As a clinician, he is on the attending staff at Kingston General and Hotel Dieu hospitals and at Providence Continuing Care Centre - Mental Health Services, all in Kingston . As a researcher, he has focused on biological psychiatry and his interests include psychopharmacology, electroconvulsive therapy (ECT), and polydipsia/water intoxication.  He won the Investigators' Award from the Association for Convulsive Therapy in 2000, and has over 40 publications in peer-reviewed journals.

A 1975 graduate of Queen's, Dr. Delva obtained a Fellowship from the Royal College of Physicians and Surgeons of Canada (Psychiatry) in 1979. In 1992-93, Dr. Delva received a traveling fellowship from the Ontario Mental Health Foundation and the Detweiler Traveling Fellowship from the Royal College of Physicians and Surgeons of Canada, allowing him to work with Dr. P. Cowen at the Psychopharmacology Research Unit, University of Oxford .
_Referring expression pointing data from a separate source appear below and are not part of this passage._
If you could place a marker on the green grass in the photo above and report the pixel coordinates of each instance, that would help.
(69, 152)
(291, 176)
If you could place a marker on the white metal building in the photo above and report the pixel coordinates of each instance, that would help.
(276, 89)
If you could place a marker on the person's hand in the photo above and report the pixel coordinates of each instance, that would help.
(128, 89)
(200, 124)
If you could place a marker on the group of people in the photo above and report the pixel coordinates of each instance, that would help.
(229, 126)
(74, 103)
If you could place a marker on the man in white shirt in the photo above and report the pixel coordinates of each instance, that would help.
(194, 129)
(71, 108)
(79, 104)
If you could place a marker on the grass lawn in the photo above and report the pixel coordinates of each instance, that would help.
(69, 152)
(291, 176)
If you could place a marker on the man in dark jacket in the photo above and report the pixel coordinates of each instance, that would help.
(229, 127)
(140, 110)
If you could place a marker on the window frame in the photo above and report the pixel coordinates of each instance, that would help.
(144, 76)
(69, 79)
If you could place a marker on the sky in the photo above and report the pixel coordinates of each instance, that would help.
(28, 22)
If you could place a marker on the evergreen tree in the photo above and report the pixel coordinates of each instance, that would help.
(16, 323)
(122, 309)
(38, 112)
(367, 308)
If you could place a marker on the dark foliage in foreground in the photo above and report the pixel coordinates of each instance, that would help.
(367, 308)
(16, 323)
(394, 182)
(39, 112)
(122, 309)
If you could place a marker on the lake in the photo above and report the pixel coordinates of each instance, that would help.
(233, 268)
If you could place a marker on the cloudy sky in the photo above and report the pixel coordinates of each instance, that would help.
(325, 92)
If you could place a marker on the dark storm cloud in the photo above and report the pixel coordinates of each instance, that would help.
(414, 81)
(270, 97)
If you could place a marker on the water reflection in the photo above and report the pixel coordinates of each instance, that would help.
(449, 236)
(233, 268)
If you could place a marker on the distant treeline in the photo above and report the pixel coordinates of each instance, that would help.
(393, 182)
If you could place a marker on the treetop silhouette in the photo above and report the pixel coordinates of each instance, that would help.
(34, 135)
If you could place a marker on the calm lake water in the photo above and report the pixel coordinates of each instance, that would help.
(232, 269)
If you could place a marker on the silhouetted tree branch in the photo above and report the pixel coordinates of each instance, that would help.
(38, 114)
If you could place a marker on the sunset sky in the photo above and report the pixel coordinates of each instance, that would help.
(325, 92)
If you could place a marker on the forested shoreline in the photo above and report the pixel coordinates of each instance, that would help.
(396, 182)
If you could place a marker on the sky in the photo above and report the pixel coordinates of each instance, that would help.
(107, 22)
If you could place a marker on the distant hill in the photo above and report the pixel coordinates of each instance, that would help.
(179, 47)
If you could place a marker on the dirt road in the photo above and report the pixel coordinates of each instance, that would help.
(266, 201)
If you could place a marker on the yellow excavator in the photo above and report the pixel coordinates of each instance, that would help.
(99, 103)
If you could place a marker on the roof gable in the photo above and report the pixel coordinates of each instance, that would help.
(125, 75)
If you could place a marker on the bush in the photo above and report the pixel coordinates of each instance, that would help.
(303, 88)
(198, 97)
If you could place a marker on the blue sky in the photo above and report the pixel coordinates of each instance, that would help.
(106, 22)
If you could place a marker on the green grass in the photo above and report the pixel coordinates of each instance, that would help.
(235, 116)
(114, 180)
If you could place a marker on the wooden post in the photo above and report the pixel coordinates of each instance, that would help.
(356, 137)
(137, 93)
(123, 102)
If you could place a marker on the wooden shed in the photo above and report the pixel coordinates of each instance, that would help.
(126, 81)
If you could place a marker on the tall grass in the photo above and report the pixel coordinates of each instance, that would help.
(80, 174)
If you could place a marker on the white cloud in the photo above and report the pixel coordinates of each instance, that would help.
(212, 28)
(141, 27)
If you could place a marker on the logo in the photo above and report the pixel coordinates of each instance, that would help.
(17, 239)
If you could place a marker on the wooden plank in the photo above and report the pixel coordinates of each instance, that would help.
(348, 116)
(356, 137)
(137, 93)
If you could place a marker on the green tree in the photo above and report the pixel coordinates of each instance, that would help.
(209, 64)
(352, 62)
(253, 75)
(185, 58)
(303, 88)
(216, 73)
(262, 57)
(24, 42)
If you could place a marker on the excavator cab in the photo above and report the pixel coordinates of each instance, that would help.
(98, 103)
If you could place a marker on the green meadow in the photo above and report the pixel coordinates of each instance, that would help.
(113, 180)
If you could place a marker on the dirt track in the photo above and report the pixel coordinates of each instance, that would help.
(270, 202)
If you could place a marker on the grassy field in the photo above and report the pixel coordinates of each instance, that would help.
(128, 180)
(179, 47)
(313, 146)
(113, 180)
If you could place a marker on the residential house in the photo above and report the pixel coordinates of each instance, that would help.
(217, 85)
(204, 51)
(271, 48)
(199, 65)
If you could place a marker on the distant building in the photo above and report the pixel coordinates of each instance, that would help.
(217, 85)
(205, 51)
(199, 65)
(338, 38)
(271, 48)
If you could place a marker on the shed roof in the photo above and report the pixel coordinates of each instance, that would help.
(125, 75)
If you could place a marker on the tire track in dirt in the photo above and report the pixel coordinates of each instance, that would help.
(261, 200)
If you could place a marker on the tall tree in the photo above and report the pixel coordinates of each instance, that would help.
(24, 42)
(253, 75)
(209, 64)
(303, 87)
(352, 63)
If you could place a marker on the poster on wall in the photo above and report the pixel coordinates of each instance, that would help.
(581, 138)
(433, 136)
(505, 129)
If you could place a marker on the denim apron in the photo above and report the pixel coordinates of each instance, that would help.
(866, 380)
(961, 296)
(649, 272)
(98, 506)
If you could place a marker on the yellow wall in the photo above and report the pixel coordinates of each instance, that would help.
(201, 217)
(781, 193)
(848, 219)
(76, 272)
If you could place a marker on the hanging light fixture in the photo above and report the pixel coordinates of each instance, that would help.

He is currently a member of the Board of Examiners, Royal College of Physicians and Surgeons of Canada.  He is the chair of the Canadian Electroconvulsive Therapy Survey/ Enquête Canadienne sur les Electrochocs (CANECTS/ECANEC) Committee, which is funded by the Vancouver Coastal Health Authority.  Dr. Delva's other research activities have recently been supported via his participation in clinical trials funded by various pharmaceutical companies, and he has also received direct support for neuroendocrine studies of the antidepressant, citalopram.